O Poder Judiciário de São Paulo ordenou a exumação do cadáver da soldado da Polícia Militar Gisele Alves Santana, de 32 anos. Ela foi achada sem vida, com um disparo na cabeça, em seu domicílio no bairro do Brás, região central da capital paulista, onde residia com o esposo.
Essa providência foi solicitada pela Polícia Civil e pelo Ministério Público de São Paulo, ambos empenhados em elucidar os detalhes do falecimento da agente. A remoção dos despojos será executada pelo Instituto Médico Legal (IML) da Polícia Técnico-Científica, e uma nova análise pericial está prevista para ter início já neste fim de semana.
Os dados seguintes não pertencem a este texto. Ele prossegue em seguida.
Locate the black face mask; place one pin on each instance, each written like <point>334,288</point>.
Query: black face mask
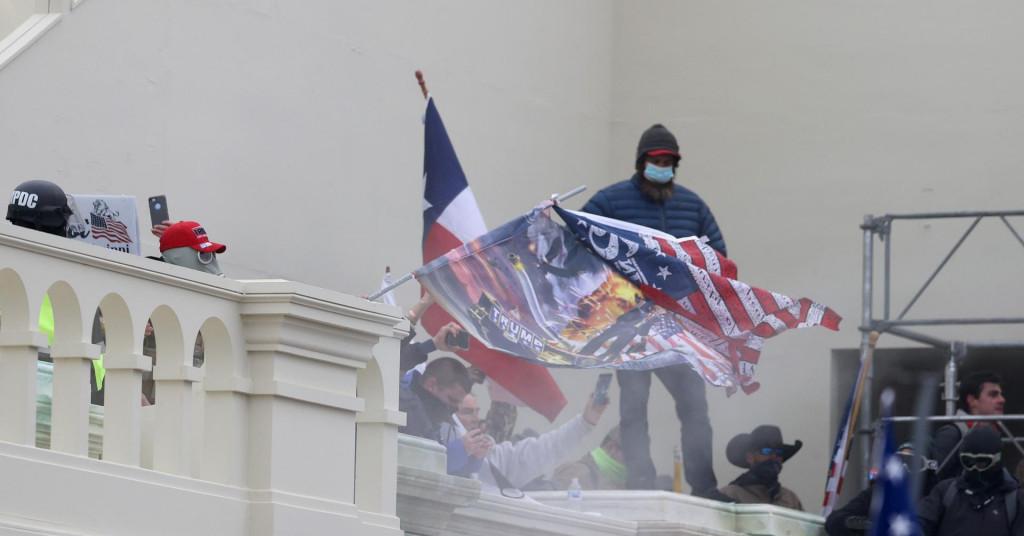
<point>981,480</point>
<point>767,471</point>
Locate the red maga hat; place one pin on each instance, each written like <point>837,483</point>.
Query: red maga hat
<point>188,234</point>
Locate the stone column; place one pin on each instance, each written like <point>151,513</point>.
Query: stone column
<point>70,416</point>
<point>122,407</point>
<point>18,354</point>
Os achados dos exames serão, em momento oportuno, remetidos ao 8º Distrito Policial do Brás, a unidade encarregada da apuração, que classifica o ocorrido como um caso de morte sob suspeita.
A princípio, a ocorrência havia sido catalogada como suicídio. Contudo, os familiares da policial questionaram essa narrativa e informaram aos responsáveis pela investigação que Gisele era vítima de violência psicológica perpetrada por seu cônjuge, o tenente-coronel da Polícia Militar Geraldo Leite Rosa Neto, de 53 anos.
Conforme o testemunho do oficial à corporação, o casal teria tido um desentendimento após ele manifestar o desejo de se divorciar. Ele narrou que, ao sair do banho, ouviu um tiro aproximadamente um minuto depois. Ao retornar ao ambiente, declarou ter encontrado a companheira prostrada na sala, com um ferimento na cabeça e empunhando uma arma que seria de sua propriedade.
Análises forenses efetuadas no imóvel levantaram questionamentos acerca dessa versão. Peritos da Polícia Técnico-Científica de São Paulo detectaram, com o auxílio de luminol, traços de sangue não identificados no interior do box do banheiro, local onde o coronel afirmou estar quando o tiro foi disparado.
O parecer necroscópico indicou, ainda, que o projétil que ceifou a vida de Gisele foi disparado com o cano da arma em contato com o lado direito de sua cabeça. Adicionalmente, o teste residuográfico, que busca por resíduos de pólvora, apresentou resultado negativo tanto nas mãos da soldado quanto nas do esposo.
Em vista das disparidades e dos questionamentos surgidos durante a apuração, a exumação foi requerida para viabilizar a realização de novas perícias, as quais poderão lançar luz sobre as circunstâncias da morte da agente.
O par convivia desde 2024, e a filha de Gisele, de sete anos, residia com eles, mas não se encontrava no apartamento no instante do disparo. Apesar dos indícios, o tenente-coronel não é, até o momento, formalmente considerado um investigado no caso.